The only way to speak of a cliché is with a cliché. So even the best writers against clichés are awkwardly placed. When Eric Partridge amassed his Dictionary of Cliches in 1940 (1978 saw its fifth edition), his introduction had no choice but to use the usual clichés for clichés. Yet what, as a metaphor, could be more hackneyed than hackneyed, more outworn than outworn, more tattered than tattered? Is there any point left to—or in or on—saying of a cliché that its ‘original point has been blunted’? Hasn’t this too become blunted? A cliché is ‘a phrase “on tap” as it were’—but, as it is, is Patridge’s ‘as it were’ anything more than a cool pretence that when, for his purposes, he uses the cliché on tap it’s oh so different from the usual bad habit of having those two words on tap? His indictment of ‘fly-blown phrases’ has no buzz of insect wings, no weight of carrion.

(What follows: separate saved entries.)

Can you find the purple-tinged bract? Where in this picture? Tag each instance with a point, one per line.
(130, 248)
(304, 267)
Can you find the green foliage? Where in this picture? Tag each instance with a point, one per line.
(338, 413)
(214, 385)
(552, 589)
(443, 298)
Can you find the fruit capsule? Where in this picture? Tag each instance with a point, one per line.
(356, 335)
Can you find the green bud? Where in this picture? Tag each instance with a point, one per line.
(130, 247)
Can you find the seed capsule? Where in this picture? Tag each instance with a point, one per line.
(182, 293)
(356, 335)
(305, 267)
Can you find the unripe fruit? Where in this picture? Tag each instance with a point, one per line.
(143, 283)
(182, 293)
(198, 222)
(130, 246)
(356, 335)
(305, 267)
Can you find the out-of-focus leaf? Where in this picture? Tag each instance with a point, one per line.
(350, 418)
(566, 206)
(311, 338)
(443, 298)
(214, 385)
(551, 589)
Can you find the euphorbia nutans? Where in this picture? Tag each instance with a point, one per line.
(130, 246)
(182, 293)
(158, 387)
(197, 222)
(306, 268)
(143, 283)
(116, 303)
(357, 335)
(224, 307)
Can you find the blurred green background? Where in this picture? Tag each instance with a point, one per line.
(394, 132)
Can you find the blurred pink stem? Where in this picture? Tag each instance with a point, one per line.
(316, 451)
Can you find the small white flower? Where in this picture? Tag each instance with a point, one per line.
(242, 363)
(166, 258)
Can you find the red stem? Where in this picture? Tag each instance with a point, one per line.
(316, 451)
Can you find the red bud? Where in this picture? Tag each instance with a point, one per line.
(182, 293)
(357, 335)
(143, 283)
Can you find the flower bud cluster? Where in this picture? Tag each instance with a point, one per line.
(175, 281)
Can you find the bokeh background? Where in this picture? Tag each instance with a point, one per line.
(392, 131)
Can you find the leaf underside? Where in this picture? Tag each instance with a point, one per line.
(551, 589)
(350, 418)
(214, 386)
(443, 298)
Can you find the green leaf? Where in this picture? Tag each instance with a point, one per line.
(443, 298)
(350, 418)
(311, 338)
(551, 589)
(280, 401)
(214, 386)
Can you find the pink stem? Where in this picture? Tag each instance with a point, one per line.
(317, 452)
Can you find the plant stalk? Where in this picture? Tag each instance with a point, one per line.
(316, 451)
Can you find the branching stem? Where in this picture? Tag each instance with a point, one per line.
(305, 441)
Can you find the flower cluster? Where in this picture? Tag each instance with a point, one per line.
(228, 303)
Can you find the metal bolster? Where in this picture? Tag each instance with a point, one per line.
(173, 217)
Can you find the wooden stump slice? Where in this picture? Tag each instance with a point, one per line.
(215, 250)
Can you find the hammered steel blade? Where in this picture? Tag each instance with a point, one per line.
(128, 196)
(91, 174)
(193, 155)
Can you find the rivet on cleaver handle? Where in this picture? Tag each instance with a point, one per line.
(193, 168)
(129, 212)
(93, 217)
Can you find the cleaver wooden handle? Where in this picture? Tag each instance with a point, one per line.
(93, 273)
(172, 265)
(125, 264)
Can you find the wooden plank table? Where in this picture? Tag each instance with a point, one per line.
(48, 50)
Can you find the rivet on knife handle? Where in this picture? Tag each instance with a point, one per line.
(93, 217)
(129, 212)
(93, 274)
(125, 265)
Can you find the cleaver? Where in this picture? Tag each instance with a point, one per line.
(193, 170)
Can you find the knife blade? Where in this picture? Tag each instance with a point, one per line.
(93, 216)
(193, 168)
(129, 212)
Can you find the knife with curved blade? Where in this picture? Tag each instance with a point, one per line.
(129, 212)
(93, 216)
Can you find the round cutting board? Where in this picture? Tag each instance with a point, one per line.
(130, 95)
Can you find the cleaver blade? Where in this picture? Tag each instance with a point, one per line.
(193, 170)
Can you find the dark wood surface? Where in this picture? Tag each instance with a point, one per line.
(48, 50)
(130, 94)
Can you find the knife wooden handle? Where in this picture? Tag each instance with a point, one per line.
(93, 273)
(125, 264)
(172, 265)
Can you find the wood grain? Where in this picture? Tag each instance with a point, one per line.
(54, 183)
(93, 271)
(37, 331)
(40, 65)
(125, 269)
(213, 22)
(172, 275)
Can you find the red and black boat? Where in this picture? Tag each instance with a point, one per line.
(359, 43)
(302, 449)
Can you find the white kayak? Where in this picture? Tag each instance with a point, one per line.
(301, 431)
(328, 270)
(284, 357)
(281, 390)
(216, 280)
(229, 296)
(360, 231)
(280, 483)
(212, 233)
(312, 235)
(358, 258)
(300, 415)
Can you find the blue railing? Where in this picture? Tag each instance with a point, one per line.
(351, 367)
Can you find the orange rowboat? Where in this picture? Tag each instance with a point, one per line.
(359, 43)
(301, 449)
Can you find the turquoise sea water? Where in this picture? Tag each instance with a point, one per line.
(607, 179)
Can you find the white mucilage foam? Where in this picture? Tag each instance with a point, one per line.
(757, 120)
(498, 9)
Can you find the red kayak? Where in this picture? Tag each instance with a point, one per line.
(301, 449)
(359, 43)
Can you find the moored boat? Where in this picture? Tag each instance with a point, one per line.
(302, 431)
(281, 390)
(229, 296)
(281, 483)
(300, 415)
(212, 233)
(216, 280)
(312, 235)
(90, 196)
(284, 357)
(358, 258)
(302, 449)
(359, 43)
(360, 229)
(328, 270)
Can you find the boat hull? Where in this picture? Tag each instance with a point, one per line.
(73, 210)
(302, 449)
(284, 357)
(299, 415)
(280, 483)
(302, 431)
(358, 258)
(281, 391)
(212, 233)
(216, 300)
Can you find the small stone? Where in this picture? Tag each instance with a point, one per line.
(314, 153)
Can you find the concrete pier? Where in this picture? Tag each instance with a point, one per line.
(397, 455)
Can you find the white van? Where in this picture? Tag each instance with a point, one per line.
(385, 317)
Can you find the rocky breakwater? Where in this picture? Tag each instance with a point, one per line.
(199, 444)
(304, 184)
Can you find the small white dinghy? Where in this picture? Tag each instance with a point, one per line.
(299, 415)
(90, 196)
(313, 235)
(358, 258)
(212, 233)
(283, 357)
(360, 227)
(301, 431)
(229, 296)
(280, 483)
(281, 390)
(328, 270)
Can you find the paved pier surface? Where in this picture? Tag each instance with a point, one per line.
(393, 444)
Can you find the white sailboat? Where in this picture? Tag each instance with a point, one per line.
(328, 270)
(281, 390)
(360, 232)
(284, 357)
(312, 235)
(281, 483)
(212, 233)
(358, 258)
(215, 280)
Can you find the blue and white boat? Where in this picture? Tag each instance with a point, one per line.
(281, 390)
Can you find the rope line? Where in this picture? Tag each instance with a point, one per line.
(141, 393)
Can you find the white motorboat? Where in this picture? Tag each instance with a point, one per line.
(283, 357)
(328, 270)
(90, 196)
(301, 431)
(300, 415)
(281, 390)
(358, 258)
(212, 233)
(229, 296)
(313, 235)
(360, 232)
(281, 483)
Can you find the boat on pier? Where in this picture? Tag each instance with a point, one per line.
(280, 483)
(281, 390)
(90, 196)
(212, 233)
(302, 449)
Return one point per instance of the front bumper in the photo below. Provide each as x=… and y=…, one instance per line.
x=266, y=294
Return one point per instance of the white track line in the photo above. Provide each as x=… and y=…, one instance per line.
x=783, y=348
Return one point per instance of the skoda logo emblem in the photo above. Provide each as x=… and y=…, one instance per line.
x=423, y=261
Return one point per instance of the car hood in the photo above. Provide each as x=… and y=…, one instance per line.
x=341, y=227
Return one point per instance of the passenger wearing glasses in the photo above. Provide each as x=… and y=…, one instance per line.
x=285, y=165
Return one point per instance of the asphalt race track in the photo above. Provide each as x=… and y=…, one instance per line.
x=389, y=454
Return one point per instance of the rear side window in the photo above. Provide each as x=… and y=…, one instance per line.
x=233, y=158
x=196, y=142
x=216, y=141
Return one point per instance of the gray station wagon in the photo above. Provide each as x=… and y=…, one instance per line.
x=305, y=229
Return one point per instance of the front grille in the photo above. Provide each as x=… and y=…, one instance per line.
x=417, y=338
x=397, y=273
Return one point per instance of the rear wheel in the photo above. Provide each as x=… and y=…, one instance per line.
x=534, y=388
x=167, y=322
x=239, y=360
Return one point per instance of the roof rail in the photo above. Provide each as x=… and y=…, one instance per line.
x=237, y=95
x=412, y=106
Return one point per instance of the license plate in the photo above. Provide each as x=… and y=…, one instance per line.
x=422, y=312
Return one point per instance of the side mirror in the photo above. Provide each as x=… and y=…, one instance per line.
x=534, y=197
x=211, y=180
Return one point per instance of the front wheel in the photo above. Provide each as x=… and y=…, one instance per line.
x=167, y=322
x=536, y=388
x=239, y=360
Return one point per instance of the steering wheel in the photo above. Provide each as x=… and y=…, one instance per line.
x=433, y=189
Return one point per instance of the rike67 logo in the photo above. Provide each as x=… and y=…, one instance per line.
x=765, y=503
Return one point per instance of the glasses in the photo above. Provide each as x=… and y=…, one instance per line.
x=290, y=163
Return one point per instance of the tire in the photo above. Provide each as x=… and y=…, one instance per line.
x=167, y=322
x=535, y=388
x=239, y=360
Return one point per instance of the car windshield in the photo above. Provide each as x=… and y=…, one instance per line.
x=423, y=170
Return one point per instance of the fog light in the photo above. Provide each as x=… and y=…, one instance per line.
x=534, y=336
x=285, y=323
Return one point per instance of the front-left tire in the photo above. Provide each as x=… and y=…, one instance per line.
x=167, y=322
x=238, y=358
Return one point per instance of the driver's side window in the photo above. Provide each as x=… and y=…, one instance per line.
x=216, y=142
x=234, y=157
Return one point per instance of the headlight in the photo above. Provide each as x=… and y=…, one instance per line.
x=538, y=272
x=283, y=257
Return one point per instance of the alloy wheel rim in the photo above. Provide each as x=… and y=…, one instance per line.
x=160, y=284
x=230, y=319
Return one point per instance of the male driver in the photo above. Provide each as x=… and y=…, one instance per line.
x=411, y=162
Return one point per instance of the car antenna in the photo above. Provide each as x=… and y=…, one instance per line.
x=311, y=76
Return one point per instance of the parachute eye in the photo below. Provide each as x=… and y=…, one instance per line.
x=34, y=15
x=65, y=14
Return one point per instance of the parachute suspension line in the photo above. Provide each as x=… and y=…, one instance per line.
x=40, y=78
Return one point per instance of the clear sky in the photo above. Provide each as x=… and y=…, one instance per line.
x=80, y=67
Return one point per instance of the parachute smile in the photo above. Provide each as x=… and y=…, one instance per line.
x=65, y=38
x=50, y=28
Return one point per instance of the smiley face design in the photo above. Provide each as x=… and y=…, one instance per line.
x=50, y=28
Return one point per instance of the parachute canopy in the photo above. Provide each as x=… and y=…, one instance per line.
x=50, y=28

Even George Orwell (whom William Empson, with an audacious compacting of clichés, called the eagle eye with the flat feet)—even Orwell had to use the cliché-cliches (hackneyed, outworn), and could say, ‘There is a long list of fly-blown metaphors which could similarly be got rid of if enough people would interest themselves in the job,’ without apparently being interested himself in whether fly-blown wasn’t itself one of those very metaphors which could be got rid of. That was in 1946, in his famous piece ‘Politics and the English language.’